Our response: We appreciate the reviewer’s positive comments and feedback. We agree that the additional limitations of the current infrastructure should be more explicit. Some drawbacks, such as additional wrappers in Python (as well as pure C++ integration into imaging pipelines) are a primary focus of future development in this project. We are also testing the exact limitations of the hardware impact on performance. We do believe that in the long-run CPU integration will allow for more generalizability than, e.g., GPU or FPGA approaches, and will add more text in the discussion to discuss the pros and cons of each. Finally, as online motion correction was well addressed by others (e.g., in the OnACID work) we instead focused on the less-considered cell finding. It is of course important, as the reviewer indicates, that full pipelines work well together and so integration of prior methods are a primary consideration as incorporate these pipelines into full closed-loop systems.

Limitations: The paper presents notable advancements with realSEUDO but has some limitations. Firstly, the performance of the system is highly dependent on specific hardware configurations and the proper setting of Linux CPU manager modes, which may not be universally applicable. Additionally, the reliance on MATLAB for prototyping, combined with limited Python integration, may restrict its accessibility and ease of use for a broader audience. Moreover, the paper focuses on cell detection without fully integrating or addressing the motion correction and complete processing pipeline, which could limit its applicability in real-world scenarios where such components are not readily available.

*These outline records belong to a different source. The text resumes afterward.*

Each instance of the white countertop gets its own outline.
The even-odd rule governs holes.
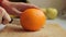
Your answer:
[[[62,20],[62,18],[47,20],[46,23],[52,23],[52,24],[55,23],[62,26],[64,29],[66,29],[66,20]]]

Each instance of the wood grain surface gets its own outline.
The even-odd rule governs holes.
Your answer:
[[[20,25],[8,24],[0,37],[66,37],[66,30],[58,24],[45,25],[37,32],[25,32]]]

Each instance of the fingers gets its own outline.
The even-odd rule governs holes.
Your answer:
[[[3,14],[2,15],[2,17],[3,17],[2,22],[3,22],[3,24],[8,24],[11,21],[11,17],[3,8],[1,8],[1,10],[2,10],[2,14]]]

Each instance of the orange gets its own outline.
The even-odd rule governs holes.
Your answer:
[[[20,22],[26,30],[38,30],[45,25],[46,16],[38,9],[28,9],[21,14]]]

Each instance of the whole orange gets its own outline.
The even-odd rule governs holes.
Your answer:
[[[46,16],[38,9],[28,9],[21,14],[20,22],[26,30],[38,30],[45,25]]]

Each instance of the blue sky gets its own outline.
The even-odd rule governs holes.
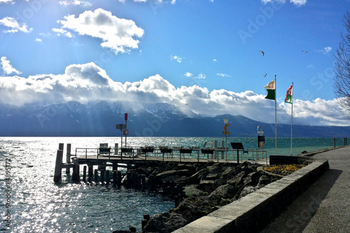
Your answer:
[[[350,125],[333,94],[348,0],[0,0],[0,102],[166,102]],[[264,56],[260,51],[264,51]],[[305,52],[303,52],[304,51]]]

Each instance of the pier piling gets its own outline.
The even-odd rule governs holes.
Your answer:
[[[109,170],[106,170],[106,185],[109,185]]]
[[[99,183],[99,170],[94,169],[94,183]]]
[[[118,171],[117,172],[117,185],[118,187],[120,187],[122,185],[122,172],[120,171]]]
[[[83,182],[86,182],[86,166],[83,168]]]
[[[66,144],[66,162],[67,164],[71,162],[71,144],[67,143]],[[66,174],[69,174],[69,173],[70,173],[70,168],[69,167],[66,168]]]
[[[104,183],[104,170],[99,171],[101,174],[101,184],[103,185]]]
[[[115,188],[117,185],[117,171],[113,171],[113,187]]]
[[[88,182],[91,183],[91,180],[92,179],[92,171],[93,167],[91,165],[89,165],[88,169]]]
[[[61,143],[59,144],[59,146]],[[63,145],[63,144],[62,144]],[[63,149],[63,146],[62,146]],[[53,175],[53,181],[58,182],[61,181],[62,178],[62,168],[61,164],[62,163],[63,157],[63,150],[58,150],[56,155],[56,165],[55,167],[55,174]]]

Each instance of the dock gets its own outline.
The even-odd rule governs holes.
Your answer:
[[[80,181],[80,165],[83,169],[83,181],[92,182],[92,176],[94,176],[94,181],[96,183],[98,181],[102,183],[104,181],[109,183],[109,172],[106,172],[106,171],[107,167],[111,167],[113,172],[113,184],[118,185],[122,178],[118,168],[127,169],[152,162],[172,162],[186,164],[213,161],[218,163],[239,164],[249,160],[252,162],[267,163],[267,152],[262,148],[246,149],[241,143],[238,143],[238,146],[237,143],[231,144],[230,148],[227,147],[155,148],[152,146],[118,148],[118,143],[115,143],[114,147],[108,147],[106,143],[100,143],[100,146],[96,148],[76,148],[75,152],[72,153],[71,144],[67,143],[66,161],[64,162],[64,144],[59,143],[56,155],[54,181],[61,181],[62,169],[66,170],[66,174],[70,174],[71,169],[72,181]],[[211,144],[209,143],[209,145]]]

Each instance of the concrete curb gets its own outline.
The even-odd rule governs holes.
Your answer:
[[[199,218],[174,233],[255,232],[264,229],[309,185],[329,169],[328,161],[304,156],[271,155],[270,164],[309,165]]]

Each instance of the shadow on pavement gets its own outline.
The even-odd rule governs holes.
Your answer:
[[[342,171],[328,170],[260,233],[302,232]]]

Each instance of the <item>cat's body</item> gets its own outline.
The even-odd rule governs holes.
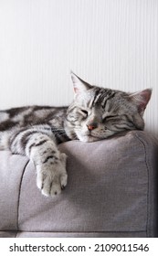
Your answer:
[[[151,90],[138,93],[91,86],[71,74],[75,99],[68,107],[30,106],[0,112],[0,149],[27,155],[37,168],[37,184],[46,196],[67,185],[68,140],[95,142],[128,130],[143,130]]]

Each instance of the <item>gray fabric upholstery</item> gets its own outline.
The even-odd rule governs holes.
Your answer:
[[[156,140],[130,132],[86,144],[67,142],[68,183],[45,197],[33,164],[0,152],[1,237],[157,236]]]

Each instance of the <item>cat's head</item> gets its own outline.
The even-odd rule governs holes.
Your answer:
[[[92,86],[71,73],[75,97],[65,122],[71,139],[94,142],[128,130],[143,130],[152,90],[127,93]]]

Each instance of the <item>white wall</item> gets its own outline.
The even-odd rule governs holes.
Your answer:
[[[158,134],[157,0],[0,0],[0,109],[71,101],[69,70],[127,91],[153,88]]]

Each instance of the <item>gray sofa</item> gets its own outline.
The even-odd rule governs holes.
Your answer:
[[[0,152],[1,237],[157,237],[158,144],[130,132],[59,145],[68,183],[57,197],[36,185],[33,164]]]

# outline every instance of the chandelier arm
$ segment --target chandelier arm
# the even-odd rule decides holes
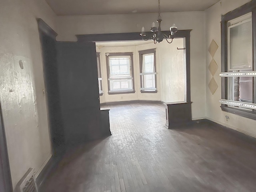
[[[172,40],[173,40],[173,38],[172,38],[172,41],[171,41],[170,42],[169,42],[168,41],[168,40],[167,40],[167,39],[166,38],[166,35],[165,34],[164,34],[164,37],[165,38],[165,40],[168,42],[168,43],[172,43]]]
[[[149,38],[148,38],[147,39],[145,39],[142,36],[142,40],[144,40],[144,41],[147,41],[149,39]]]

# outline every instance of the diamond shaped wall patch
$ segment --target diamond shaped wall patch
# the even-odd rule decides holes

Our response: We thank the reviewer for noting our advancements and seeing the potential in our work. As the reviewer mentioned, the primary goal of this work is to address a critical step in the pipeline for real-time cell detection. We agree that with every advance there will be limitations and that these limitations should be clearly delineated. Moreover we agree that the stage of the pipeline we address does not live in a vacuum and should be mentioned in the context of the other stages of the pipeline to best inform readers of when/how they can use the method. We will thus discuss in more detail the limitations raised by the reviewer and the steps we are actively taking to expand the ease of others to adopt and implement realSEUDO. These include additional integration tools into Python on the user’s end, as well as building in prior motion correction algorithms that will be a part of the complete pipeline development.